To succeed in your career, play it like a game, career coach explains in new book
In her new book “Secrets of the Career Game: 36 Simple Strategies to Win in the Workplace,” career coach Kendall Berg reveals a range of strategies for taking control of our careers that combine pushing for bigger promotions, titles, and paychecks, but also finding work that fulfills.
Her take has sparked more than half a million followers across Instagram, TikTok, and YouTube who are trying to get ahead at work and be happy.
I asked Berg to share some insights. Here are edited excerpts of our conversation.
Kerry Hannon: What’s the key to success in the career game?
Kendall Berg: It’s choosing intentionally and strategically where you want to play the game, how you want to play, and when to not play the game. There are times in our career when it might be more beneficial to do something for our progression, but it crosses a value line that we have, or a boundary that we have.
How is a career a game?
It’s a lot like chess, where there are moves and counter moves, rules and no rules. When my husband and I first got married, he decided to teach me to play chess. He conveniently left out a lot of the rules that would've helped me win.
Your career operates similarly, where there are some rules that you’re told: Here's your job description. Here are the expectations for you to be successful. Here are the deliverables. Here are your deadlines.
But there's a whole other set of rules that you only learn by playing, which is not how hard you work.

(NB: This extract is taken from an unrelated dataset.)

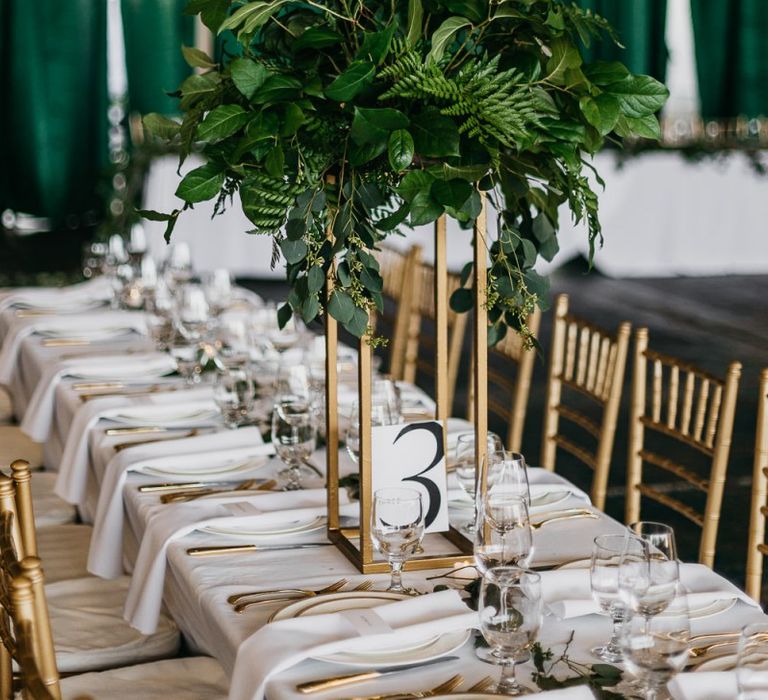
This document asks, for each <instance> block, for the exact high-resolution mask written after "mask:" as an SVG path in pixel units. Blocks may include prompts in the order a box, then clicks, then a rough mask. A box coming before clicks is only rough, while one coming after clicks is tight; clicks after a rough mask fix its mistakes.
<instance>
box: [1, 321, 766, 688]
mask: <svg viewBox="0 0 768 700" xmlns="http://www.w3.org/2000/svg"><path fill="white" fill-rule="evenodd" d="M125 313H128V312H125ZM14 318H15V317H14V315H13V311H12V310H6V311H3V312H2V313H0V337H2V336H3V335H5V334H6V333H7V330H8V328H9V326H10V324H11V323H12V322H13V321H14ZM148 347H151V344H150V343H149V342H148V340H147V339H146V338H143V337H141V336H140V335H135V336H131V338H130V340H128V341H126V340H125V339H121V340H120V341H119V342H104V343H100V344H99V345H98V349H97V350H96V349H90V348H88V347H86V348H72V347H45V346H44V345H43V342H42V339H41V338H40V337H38V336H35V335H30V336H28V337H27V338H25V339H24V340H23V341H22V343H21V345H20V350H19V354H18V359H17V367H16V372H15V374H14V377H13V381H12V382H11V384H10V390H11V392H12V395H13V399H14V406H15V407H16V410H17V412H18V414H19V415H18V417H19V418H21V416H23V414H24V411H25V408H26V406H27V404H28V401H29V398H30V396H31V395H32V393H33V392H34V390H35V387H36V385H37V383H38V382H39V381H40V378H41V377H42V376H43V375H44V372H45V370H46V367H49V366H50V365H51V363H52V362H55V361H57V360H60V359H61V358H62V357H63V356H65V355H71V354H73V353H74V354H84V355H87V354H88V353H89V352H98V353H108V352H110V351H115V352H117V351H119V352H124V351H126V350H140V349H146V348H148ZM167 381H173V380H167ZM73 384H74V380H71V379H67V378H64V379H62V380H61V382H60V383H59V385H58V387H57V388H56V391H55V399H54V416H55V417H54V422H53V429H52V431H51V436H50V439H49V440H48V441H47V442H46V445H45V463H46V465H47V466H48V468H53V469H55V468H56V467H57V464H58V463H59V460H60V459H61V456H62V451H63V445H64V444H65V442H66V441H67V439H68V437H69V435H68V433H69V432H70V431H71V430H72V426H73V422H74V421H75V417H76V415H77V414H78V411H81V410H83V406H84V405H85V404H84V403H83V402H82V401H81V397H80V393H81V392H78V391H77V390H76V389H75V388H74V386H73ZM110 425H112V424H111V423H110V422H109V421H108V420H100V421H99V422H97V423H96V424H95V425H94V426H93V427H92V428H91V429H90V430H89V433H88V435H87V436H86V437H87V441H88V465H87V469H88V476H87V483H88V488H87V496H86V498H85V499H84V502H83V503H81V504H80V507H81V514H82V516H83V519H84V520H86V521H92V519H93V515H94V512H95V507H96V506H95V504H96V502H97V500H98V497H99V489H100V486H101V484H102V481H103V475H104V470H105V468H106V465H107V464H108V463H109V461H110V459H111V458H112V457H113V456H114V454H115V445H116V444H117V443H120V442H124V441H125V440H131V439H135V440H141V438H142V437H145V436H142V435H137V436H135V437H129V438H126V437H124V436H108V435H107V434H106V433H105V431H106V429H107V428H108V427H109V426H110ZM217 429H218V430H225V429H224V428H223V427H221V426H219V427H218V428H217ZM233 434H234V431H233ZM129 449H130V448H129ZM23 456H24V455H19V457H23ZM314 461H315V462H316V463H318V464H319V465H320V466H324V461H325V457H324V454H323V452H322V451H318V452H317V453H316V454H315V460H314ZM340 463H341V465H342V470H343V471H344V472H346V473H348V472H351V471H352V470H353V469H354V465H353V464H352V462H351V460H350V459H349V458H348V457H347V456H346V453H344V452H342V453H341V455H340ZM280 466H281V465H280V463H279V461H278V460H277V459H271V460H270V461H269V462H268V464H267V465H266V466H265V467H263V468H262V469H260V470H259V476H262V477H265V478H268V477H270V476H271V475H273V474H275V473H276V472H277V470H278V469H279V468H280ZM162 481H163V479H162V478H161V477H159V476H157V477H153V476H150V475H147V474H145V473H133V472H132V473H129V474H128V477H127V479H126V481H125V486H124V490H123V501H124V507H125V513H126V519H127V523H128V526H129V527H128V528H127V530H126V534H125V537H124V551H123V555H124V561H125V565H126V567H127V568H128V569H130V568H131V567H132V566H133V564H134V563H135V561H136V553H137V550H138V547H139V543H141V541H142V538H143V536H144V533H145V530H146V528H147V524H148V523H149V522H150V521H151V520H152V519H153V518H154V517H156V516H157V514H158V513H159V512H161V511H163V509H168V508H173V507H174V506H172V505H161V504H160V503H159V499H158V496H157V494H155V493H146V492H140V491H139V489H138V486H139V485H142V484H148V483H153V482H157V483H160V482H162ZM575 493H576V490H575V489H574V494H575ZM571 506H579V507H583V506H584V501H582V500H579V499H578V498H577V497H576V496H575V495H572V496H571V497H570V498H569V499H568V500H567V501H565V502H564V503H560V504H558V509H562V508H568V507H571ZM590 509H591V510H592V511H593V513H594V514H595V516H596V517H595V518H590V519H586V518H585V519H580V520H572V521H563V522H561V523H552V524H551V525H547V526H545V527H543V528H541V529H538V530H535V531H534V545H535V557H534V561H533V563H532V568H536V567H543V568H549V567H550V566H551V565H553V564H556V563H562V562H573V561H578V560H582V561H583V560H585V559H588V557H589V556H590V552H591V547H592V541H593V539H594V537H595V536H596V535H598V534H604V533H611V532H616V533H620V532H623V526H622V525H621V524H620V523H618V522H616V521H615V520H613V519H611V518H610V517H608V516H607V515H606V514H604V513H601V512H599V511H597V510H596V509H594V508H592V507H591V506H590ZM466 512H467V511H466V508H464V509H462V508H458V509H455V510H453V511H452V517H454V518H455V519H457V520H460V519H461V516H462V514H464V516H465V517H466ZM240 541H242V540H240ZM324 541H325V535H324V533H322V531H321V533H320V534H317V533H314V534H311V533H310V534H305V535H302V536H300V537H298V538H295V537H294V538H290V539H287V540H281V542H286V543H288V544H297V543H311V542H317V543H321V542H324ZM228 543H230V541H229V540H227V539H226V538H223V537H222V536H221V535H214V534H206V533H203V532H193V533H191V534H188V535H186V536H184V537H182V538H180V539H178V540H176V541H173V542H172V543H171V544H170V546H169V547H168V550H167V575H166V578H165V588H164V594H163V601H164V604H165V606H166V607H167V610H168V612H169V613H170V615H171V616H172V617H173V618H174V619H175V620H176V622H177V624H178V625H179V627H180V629H181V631H182V632H183V634H184V635H185V637H186V640H187V642H188V644H189V647H190V648H191V649H192V650H193V651H196V652H201V653H203V654H208V655H211V656H213V657H215V658H217V659H218V660H219V661H220V662H221V663H222V665H223V666H224V667H225V668H226V669H227V670H228V671H231V670H232V669H233V666H234V663H235V658H236V655H237V651H238V648H239V647H240V645H241V643H242V642H243V641H244V640H245V639H247V638H248V637H249V635H251V634H252V633H253V632H254V631H256V630H258V629H259V628H261V627H262V626H263V625H265V624H266V623H267V621H268V618H269V616H270V615H271V614H272V613H273V612H274V611H275V610H276V609H277V608H278V607H279V604H277V603H276V604H274V605H265V606H259V607H257V608H255V609H251V610H249V611H248V612H246V613H244V614H237V613H235V612H234V611H233V610H232V607H231V606H230V605H229V604H228V603H227V600H226V599H227V597H228V596H229V595H230V594H232V593H237V592H241V591H245V590H254V589H260V588H264V587H270V588H277V587H281V586H285V587H295V586H297V585H299V586H301V587H307V586H308V587H310V588H311V587H318V588H319V587H322V586H323V585H326V584H328V583H330V582H332V581H335V580H337V579H339V578H341V577H344V578H347V579H349V582H350V583H349V586H350V587H351V586H354V585H356V584H357V583H360V582H361V581H363V580H367V579H372V580H373V581H374V582H375V587H376V588H377V589H383V588H385V587H386V583H387V577H385V576H381V575H379V576H363V575H361V574H360V573H359V572H358V571H357V570H356V568H355V567H354V566H353V565H352V564H351V563H350V562H349V561H348V560H347V559H346V558H345V556H344V555H343V554H342V553H341V552H340V551H338V550H337V549H336V548H335V547H333V546H322V547H318V548H314V549H294V550H292V549H285V550H279V551H260V552H250V553H247V554H242V553H240V554H233V555H218V556H214V557H191V556H189V555H188V554H187V549H188V548H190V547H196V546H206V545H218V544H228ZM424 546H425V549H427V551H429V552H430V553H432V552H437V551H443V550H444V551H452V546H451V545H450V544H448V543H447V541H446V540H445V539H444V538H442V537H441V536H440V535H429V536H428V537H427V539H426V540H425V545H424ZM440 573H450V572H448V571H446V570H442V571H421V572H407V573H406V574H405V577H406V580H407V581H406V582H407V584H408V585H412V586H414V587H416V588H417V589H418V590H420V591H422V592H429V591H431V590H432V589H433V588H434V586H435V585H436V584H441V583H449V584H451V585H456V583H457V581H456V579H455V578H454V579H440V578H438V579H433V577H435V576H436V575H438V574H440ZM457 575H459V574H457ZM458 582H459V585H460V584H461V583H462V579H460V578H459V579H458ZM763 619H766V618H765V616H764V615H763V614H762V612H761V611H760V610H759V608H757V607H754V606H750V605H748V604H747V603H745V602H743V601H741V600H739V601H737V602H736V603H735V605H734V606H733V607H732V608H731V609H730V610H729V612H728V614H727V615H725V614H721V615H713V616H709V617H704V618H702V619H696V620H692V622H691V632H692V634H693V635H701V634H709V633H715V632H725V631H731V630H736V629H739V628H740V627H741V626H743V625H744V624H747V623H749V622H752V621H757V620H763ZM610 632H611V622H610V620H609V619H608V618H607V617H605V616H602V615H597V614H590V615H582V616H579V617H572V618H569V619H559V618H558V617H557V616H556V615H554V614H547V615H546V616H545V618H544V623H543V626H542V630H541V633H540V636H539V639H540V641H541V642H542V644H543V645H544V646H548V647H552V648H553V649H559V648H562V646H563V645H564V644H565V643H566V642H567V641H568V639H569V638H570V637H571V635H573V641H572V644H571V647H570V656H571V658H573V659H574V660H577V661H584V662H586V663H595V662H596V659H595V658H594V657H592V656H591V655H590V653H589V651H588V650H589V649H590V648H591V647H593V646H595V645H597V644H598V643H601V642H604V641H605V640H607V639H608V637H609V636H610ZM456 654H457V655H458V656H459V660H458V661H456V662H455V663H453V664H451V665H450V669H449V671H450V673H447V672H446V670H445V668H442V667H441V666H440V665H437V666H436V667H435V668H425V669H423V670H421V671H420V672H419V673H411V674H404V675H402V676H401V675H399V674H395V675H393V676H392V677H389V678H386V679H382V680H377V681H372V682H368V683H361V684H357V685H354V686H351V687H350V689H349V692H346V691H345V692H343V693H342V694H343V695H344V696H352V695H359V696H364V695H365V694H371V693H373V692H377V693H380V692H388V691H395V690H398V689H400V690H402V689H403V688H405V687H407V688H409V689H410V690H420V689H427V688H430V687H432V686H434V685H435V684H436V683H439V682H440V681H441V680H444V679H445V677H446V676H447V675H450V674H451V673H455V672H459V673H461V674H462V675H463V676H464V678H465V683H466V685H469V684H471V683H474V682H476V681H477V680H479V679H481V678H483V677H485V676H487V675H494V674H495V673H496V672H497V671H496V669H495V668H494V667H493V666H489V665H487V664H484V663H483V662H481V661H479V660H478V659H477V658H476V656H475V653H474V650H473V645H472V644H471V643H467V644H465V645H464V646H463V647H462V648H461V649H460V650H459V651H458V652H456ZM339 669H340V667H338V666H333V665H329V664H327V663H323V662H320V661H305V662H303V663H301V664H300V665H298V666H295V667H293V668H292V669H290V670H289V671H287V672H284V673H282V674H280V675H279V676H278V677H276V678H275V679H274V680H273V681H272V682H271V683H270V685H269V687H268V691H267V695H268V697H269V698H270V700H288V699H292V698H299V697H306V696H304V695H301V694H299V693H298V692H297V691H296V684H297V683H299V682H302V681H306V680H312V679H316V678H323V677H327V676H332V675H335V674H336V673H337V672H339ZM344 670H345V669H343V668H341V671H342V672H343V671H344ZM530 671H531V667H530V664H525V665H523V666H522V667H521V676H522V677H523V678H526V677H527V676H529V674H530ZM465 687H466V686H465ZM339 692H340V691H338V690H337V691H328V692H325V693H318V694H316V695H315V696H314V697H317V698H318V699H319V700H326V699H329V698H336V697H338V696H339Z"/></svg>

It’s who you are building relationships with, how you advocate for yourself, how you talk about the work you do.
If you take the first job offer that you get every time you are searching, regardless of how it matches your passions, skills, or values, the only person who gets held back is you. If you stay loyal to a company that doesn’t promote you or give you opportunities for growth, the only person who ends up stuck is you.
There’s one crucial rule that’s common to both chess and the career game: Even when you start off as a pawn, it’s possible to become the queen — the most valuable piece on the board.
You write that career progression rarely depends on merit all by itself. Elaborate on that.
Most of us think that our careers are going to be a straight meritocracy. We're going to go to work, do our tasks, and that alone is going to be enough for us to get promoted.
But it's not true. Progressing in your career is not about the merit of doing your core job, it's about developing the right soft skills to be an effective leader.
We have tunnel vision. I see it all the time: Individuals who are working hard on a million different projects, increasing their mental load and stress levels exponentially, only for their leadership to be blissfully unaware.